There was a bit of a low attendance at the Tuesday morning meeting that is meant to be a gathering of town managers and administrators as well as representatives from Acadia National Park. Town managers and administrators from Tremont, Southwest Harbor, Trenton, Lamoine, and Ellsworth attended for at least a portion of the meeting.
Spring is the time where multiple Mount Desert Island region towns have town meetings to elect local officials (select boards, town councils, school committees, warrant committees in some towns) and where voters approve or tweak budgets.
Town staff prepares those budgets under the direction of elected officials as well as any land use changes that voters have to approve to be enacted.
At the same time, the officials are looking for collaborative ways that both hold true to the individual character of each town, but also allow the region as a whole to prosper.
One of those potential collaborations is for towns that wish to to combine for salt bids in the hopes of lowering the cost for each town involved.
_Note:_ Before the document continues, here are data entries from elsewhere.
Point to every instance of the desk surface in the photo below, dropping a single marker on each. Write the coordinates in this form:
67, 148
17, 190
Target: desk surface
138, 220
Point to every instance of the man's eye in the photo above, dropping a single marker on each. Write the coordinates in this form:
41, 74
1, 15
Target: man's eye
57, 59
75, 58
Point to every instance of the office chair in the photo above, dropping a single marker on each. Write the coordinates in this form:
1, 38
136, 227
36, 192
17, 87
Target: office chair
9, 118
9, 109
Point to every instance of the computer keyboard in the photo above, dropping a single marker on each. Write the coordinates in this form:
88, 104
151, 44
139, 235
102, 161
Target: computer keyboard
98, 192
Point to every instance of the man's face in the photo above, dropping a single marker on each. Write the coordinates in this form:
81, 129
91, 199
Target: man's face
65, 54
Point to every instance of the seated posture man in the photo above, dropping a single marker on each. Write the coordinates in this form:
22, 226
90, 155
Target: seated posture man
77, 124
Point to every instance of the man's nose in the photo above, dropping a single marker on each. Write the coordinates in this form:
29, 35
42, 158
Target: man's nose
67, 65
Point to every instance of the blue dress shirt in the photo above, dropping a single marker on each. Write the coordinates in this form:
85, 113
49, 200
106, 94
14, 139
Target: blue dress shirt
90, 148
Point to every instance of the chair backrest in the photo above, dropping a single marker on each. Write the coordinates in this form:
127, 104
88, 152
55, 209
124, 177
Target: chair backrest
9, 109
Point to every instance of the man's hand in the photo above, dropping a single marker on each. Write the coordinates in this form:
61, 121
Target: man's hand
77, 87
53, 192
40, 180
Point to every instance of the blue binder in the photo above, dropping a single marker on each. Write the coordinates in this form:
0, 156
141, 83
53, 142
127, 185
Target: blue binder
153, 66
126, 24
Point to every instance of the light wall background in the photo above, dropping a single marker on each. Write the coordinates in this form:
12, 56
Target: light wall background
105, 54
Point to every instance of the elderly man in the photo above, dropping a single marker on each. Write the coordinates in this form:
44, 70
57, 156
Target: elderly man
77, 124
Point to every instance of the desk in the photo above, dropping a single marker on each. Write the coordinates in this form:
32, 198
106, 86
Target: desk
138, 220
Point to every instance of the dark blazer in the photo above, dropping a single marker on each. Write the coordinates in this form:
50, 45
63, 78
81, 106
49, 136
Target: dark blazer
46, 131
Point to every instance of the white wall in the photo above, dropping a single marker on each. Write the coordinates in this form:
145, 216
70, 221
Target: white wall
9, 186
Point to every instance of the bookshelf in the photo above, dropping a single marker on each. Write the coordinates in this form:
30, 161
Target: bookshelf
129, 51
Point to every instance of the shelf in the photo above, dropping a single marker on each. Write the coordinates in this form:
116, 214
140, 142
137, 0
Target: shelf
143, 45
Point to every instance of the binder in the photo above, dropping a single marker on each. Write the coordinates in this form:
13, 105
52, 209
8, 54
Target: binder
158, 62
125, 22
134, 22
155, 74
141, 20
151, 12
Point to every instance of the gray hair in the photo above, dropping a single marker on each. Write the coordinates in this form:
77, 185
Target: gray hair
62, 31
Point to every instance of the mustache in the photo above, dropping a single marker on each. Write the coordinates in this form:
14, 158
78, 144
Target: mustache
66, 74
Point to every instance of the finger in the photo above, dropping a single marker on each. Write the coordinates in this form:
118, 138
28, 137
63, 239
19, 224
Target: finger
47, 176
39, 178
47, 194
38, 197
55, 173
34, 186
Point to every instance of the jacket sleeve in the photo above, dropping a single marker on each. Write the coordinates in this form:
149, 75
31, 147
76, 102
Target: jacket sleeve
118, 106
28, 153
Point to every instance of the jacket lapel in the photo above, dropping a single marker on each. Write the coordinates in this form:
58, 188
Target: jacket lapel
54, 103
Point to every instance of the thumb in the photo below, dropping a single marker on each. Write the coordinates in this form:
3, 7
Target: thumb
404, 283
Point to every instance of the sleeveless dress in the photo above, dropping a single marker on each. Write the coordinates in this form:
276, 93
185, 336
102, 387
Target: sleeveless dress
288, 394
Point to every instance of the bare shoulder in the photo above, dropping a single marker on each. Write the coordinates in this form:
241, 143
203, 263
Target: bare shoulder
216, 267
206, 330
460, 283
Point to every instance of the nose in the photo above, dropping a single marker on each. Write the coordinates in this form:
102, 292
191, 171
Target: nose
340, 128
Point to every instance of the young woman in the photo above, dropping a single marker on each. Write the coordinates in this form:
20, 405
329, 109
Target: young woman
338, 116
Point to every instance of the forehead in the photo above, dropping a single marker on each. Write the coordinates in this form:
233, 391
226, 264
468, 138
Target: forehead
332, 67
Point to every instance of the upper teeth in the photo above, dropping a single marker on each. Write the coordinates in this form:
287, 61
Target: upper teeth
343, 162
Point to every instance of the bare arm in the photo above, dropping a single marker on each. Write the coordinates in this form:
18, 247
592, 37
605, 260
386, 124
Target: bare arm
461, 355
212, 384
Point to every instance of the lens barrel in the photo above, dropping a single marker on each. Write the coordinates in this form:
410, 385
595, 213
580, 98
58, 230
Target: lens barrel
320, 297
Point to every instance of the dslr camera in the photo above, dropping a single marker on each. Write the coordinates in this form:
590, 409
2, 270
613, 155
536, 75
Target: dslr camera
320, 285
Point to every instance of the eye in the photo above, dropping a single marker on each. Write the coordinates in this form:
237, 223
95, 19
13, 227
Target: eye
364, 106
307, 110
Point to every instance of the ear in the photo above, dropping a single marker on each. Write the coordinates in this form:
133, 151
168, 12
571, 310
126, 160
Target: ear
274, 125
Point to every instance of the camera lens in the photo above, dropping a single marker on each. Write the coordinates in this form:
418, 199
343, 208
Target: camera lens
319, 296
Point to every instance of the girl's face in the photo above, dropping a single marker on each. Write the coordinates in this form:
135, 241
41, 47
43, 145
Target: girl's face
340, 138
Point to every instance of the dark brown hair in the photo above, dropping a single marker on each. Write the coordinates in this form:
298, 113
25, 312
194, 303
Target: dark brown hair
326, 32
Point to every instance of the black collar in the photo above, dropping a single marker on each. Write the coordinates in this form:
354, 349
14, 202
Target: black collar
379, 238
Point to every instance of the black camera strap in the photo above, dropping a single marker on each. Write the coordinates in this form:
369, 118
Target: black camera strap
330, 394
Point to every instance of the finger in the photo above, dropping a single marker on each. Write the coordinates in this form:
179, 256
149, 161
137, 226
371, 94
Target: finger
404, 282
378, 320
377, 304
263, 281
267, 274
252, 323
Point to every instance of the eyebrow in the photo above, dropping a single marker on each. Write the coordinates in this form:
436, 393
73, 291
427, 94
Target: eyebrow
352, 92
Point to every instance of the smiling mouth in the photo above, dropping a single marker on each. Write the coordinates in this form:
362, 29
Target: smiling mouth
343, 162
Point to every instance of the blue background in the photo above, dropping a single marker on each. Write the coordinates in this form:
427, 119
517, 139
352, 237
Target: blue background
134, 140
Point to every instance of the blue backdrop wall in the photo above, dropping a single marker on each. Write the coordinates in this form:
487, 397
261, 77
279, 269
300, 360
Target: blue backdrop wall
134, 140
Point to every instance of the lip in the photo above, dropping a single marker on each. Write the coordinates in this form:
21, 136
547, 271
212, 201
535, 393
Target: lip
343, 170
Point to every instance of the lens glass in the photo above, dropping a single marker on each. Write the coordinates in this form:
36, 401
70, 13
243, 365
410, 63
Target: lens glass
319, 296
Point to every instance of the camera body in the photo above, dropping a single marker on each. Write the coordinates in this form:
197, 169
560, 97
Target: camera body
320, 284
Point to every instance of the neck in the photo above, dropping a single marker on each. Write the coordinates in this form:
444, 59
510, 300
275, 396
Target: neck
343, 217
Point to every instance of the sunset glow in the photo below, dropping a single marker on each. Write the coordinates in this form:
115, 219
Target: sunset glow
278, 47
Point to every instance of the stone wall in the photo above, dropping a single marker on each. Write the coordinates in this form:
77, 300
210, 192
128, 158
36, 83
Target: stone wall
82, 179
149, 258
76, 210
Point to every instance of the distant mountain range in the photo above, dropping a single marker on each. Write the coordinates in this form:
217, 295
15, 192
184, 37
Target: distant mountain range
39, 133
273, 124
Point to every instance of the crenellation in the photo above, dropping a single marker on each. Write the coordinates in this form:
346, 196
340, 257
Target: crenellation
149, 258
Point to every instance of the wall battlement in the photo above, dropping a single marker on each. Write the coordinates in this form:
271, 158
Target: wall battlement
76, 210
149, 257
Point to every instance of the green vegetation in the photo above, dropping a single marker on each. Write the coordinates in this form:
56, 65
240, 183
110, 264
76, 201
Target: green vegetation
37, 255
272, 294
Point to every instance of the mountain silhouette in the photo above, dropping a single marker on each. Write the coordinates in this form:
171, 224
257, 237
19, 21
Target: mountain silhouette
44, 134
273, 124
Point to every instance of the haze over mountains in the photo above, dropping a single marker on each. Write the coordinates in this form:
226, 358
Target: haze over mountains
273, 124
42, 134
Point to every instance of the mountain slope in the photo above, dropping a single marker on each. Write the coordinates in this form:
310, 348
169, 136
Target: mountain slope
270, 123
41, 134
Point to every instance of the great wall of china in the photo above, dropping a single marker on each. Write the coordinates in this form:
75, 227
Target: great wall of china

According to Ellsworth Deputy City Manager Sara Devlin, who has taken the lead on that project, salt bids have been posted and submissions are due, May 11.
“Hopefully, we get some competitive pricing,” she said.
Other details during the meeting included hammering out a date for the next elected officials meeting, which is now tentatively set for May 28 at the Neighborhood House in Northeast Harbor. Tremont Town Manager and LOT Chair Jesse Dunbar will send out an email to the other towns and a draft agenda for the meeting, which combines both administrators and elected officials to discuss a regional plan to potentially address issues such as transportation, infrastructure, and needs for homes.
“The Cheese House traffic light is now repaired,” Lamoine Administrative Assistant Stu Marckoon said.
The Cheese House light is on Route 3—also known as the Bar Harbor Road—at the intersection with the Jordan River Road. The Jordan River Road is a direct route to Lamoine and often acts as an unofficial Ellsworth bypass for those heading to eastern points in Hancock County.
“We thought it had been repaired when they put the new module in, but they had failed to have the traffic light read the traffic detection module,” Marckoon explained. “And how it’s reading it and things are moving better, I observed the other day.”
TOWN MEETINGS AND ELECTIONS
The rest of the 16-minute meeting was spent quickly discussing upcoming town meetings and elections.
Tremont’s election and town meeting is set for May 11 and 12. The ballot includes the deer hunt and proposed public safety building. The deer hunt, if approved, would head to the Maine Inland Fisheries and WIldlife’s special committee, which also needs to approve the plan if approved by voters.
“Is there a cap on the number of deer to be taken?” Marckoon asked.
There would be, Dunbar said.
Southwest Harbor’s town meeting is May 4 and 5, Town Manager Karen Reddersen said.
Trenton’s town meeting is May 18 and 19 and voters will decide on the retail sale of cannabis, changes to the LUO requested by the fire department; and changes to the shoreland zoning. There will be public hearings tonight before the select board meeting.